I arrive at work only 6 minutes late - no small achievement, since I have averaged 20 minutes late for the past two months. I attribute it to early to bed, a spot of exercise before sleep, and coffee-on-a-timer waiting for me when I woke. My car's windshield was glazed with frost when I started my "commute", but the day was warm and lovely.
Ms. A.- is on the prowl for a job closer to home. I would be the natural candidate for her position, so I am pleased. We had lunch, my first sushi experience, at Osaka in Fairfield, NJ. I had unagi, which is cooked because eels are very slimy raw; but I tried some of her raw salmon. Not bad, I didn't have to spit it out. It didn't taste much, but talk about tender!
Before I went home, I stopped in on the DMV office to get a replacement license plate sticker. "I'm not really stupid or spastic", I said to the clerk at the counter (who incidentally browbeat me when I was there yesterday). "-But I peeled the sticker off the backing, and it got stuck to the papaer, and then the adhesive wouldn't peel off the paper..." She gave me a new sticker and smiled. Maybe she had her personality steam-cleaned sometime between yesterday and today.
New development. The kids want a structured activity.
I do not say What the fuck?
I say, You mean, you want me to choose an activity, and force you all to do it? Yes!

So, we go outside.

Let's, um, look for rocks, says I.
They all want to know why.
Because that's the activity! Because I said! GO GO GO!.

They bring me plaid skirtloads of rocks.
To make it look like I have a plan, I reject some.
Too big . . . too lumpy . . .this one just won't do at all.

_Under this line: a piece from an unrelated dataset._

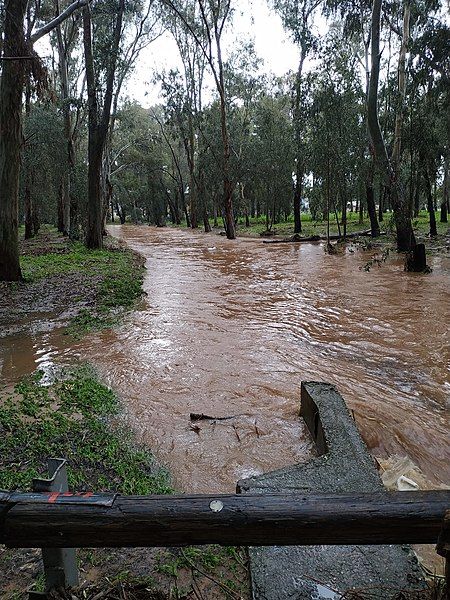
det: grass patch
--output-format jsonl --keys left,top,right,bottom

Back inside, we wash the rocks.
Now what? they all want to know.
Hmm.
Glitter!
"Yay!" all around.
I find myself at the head of a table of a dozen kids smearing glue and glitter onto rocks, happy, not bickering, busy.



Later,
Pete: "Wouldn't it have been easier just to tell me?"
me: "it's a stupid, stupid phobia."
Pete: "but it's the way you feel."


Also, I discovered I don't hate raisins after all.